In "The Return of the Archons" Kirk feels that the computer that has been running the society of Beta III is just a machine and has no soul, and that therefore there's no problem in destroying it. The crew of a certain otherEnterprise might have a thing or two to say about that.
In "The Changeling" there is a robot that looks very much like a Dalek that steal's Uhura's memory. The robot said that her thinking was irrational. Spock replies succinctly, "That unit is a woman." To make it even worse, when Uhura is being rehabilitated, she remembers how to speak Swahili. This have the implication that Swahili is very primitive compared to English.
Alternately, though, they may simply have been saying that Swahili is easier to learn than English (which isn't unreasonable, considering the high number of non-standard pronunciations in English), or they just thought it made sense that Uhura would remember how to speak her first language before remembering how to speak her second language.
That was Nichols' idea. Nichols thought she should be speaking Swahili, but since she didn't know any, the director thought she should deliver her lines in English. Nichols insisted that Uhura knew Swahili. They brought in a Swahili speaker to give her a few lines;note sikumbuka, "I don't remember": mbwa hii na tufe, "the dog has a ball" problem solved.
Chekov's entire characterization in the original series across the films. Yeah, it's great to see a Russian Communist working with an American Capitalist - so long as the Russian is clearly inferior to his American boss and just about everyone else around him.
Values Resonance: Several episodes, like "A Taste of Armageddon", and most notably, "Let That Be Your Last Battlefield".

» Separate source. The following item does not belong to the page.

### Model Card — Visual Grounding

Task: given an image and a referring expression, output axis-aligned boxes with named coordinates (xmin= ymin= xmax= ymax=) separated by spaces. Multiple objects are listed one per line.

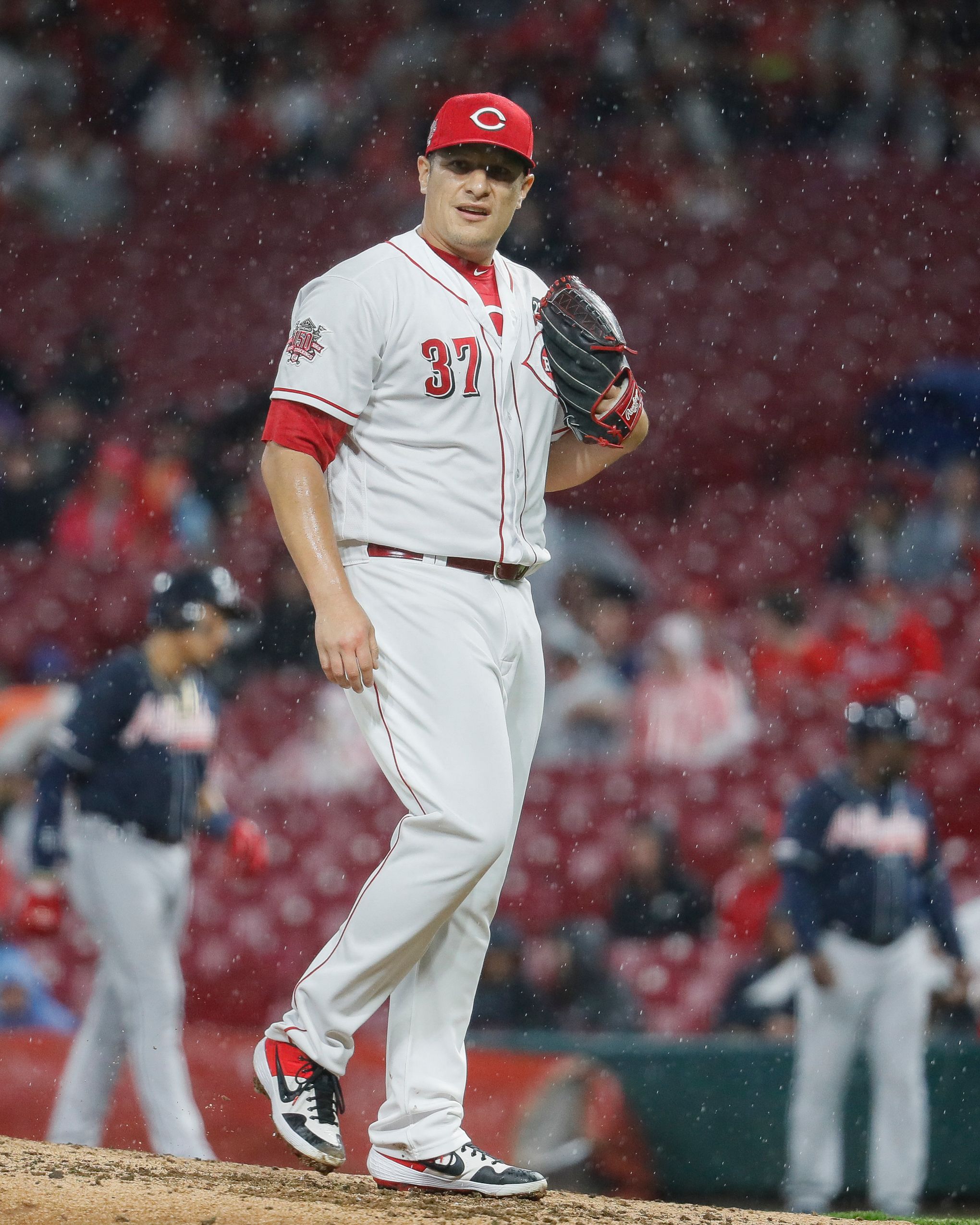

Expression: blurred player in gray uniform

What an Idiot: Joe Tomerlin, the Red Shirt who accompanied Spock down to the planet. He takes his protective glove off, puts his hand down on the surface of a planet where many people have died with no explanation, and scratches his nose with the same hand.
Before he stabbed himself, he claimed that humanity didn't belong in space. Given his horrific failure to follow basic hazmat procedures on a space station where everyone has died for no evident cause, perhaps it was only he that did not belong in space.
Yeoman Rand. Of the first four episodes aired, three of them had her having to fend off unwanted male attention (though the first one of them was actually a shapeshifting alien, as if that makes it any better for her.)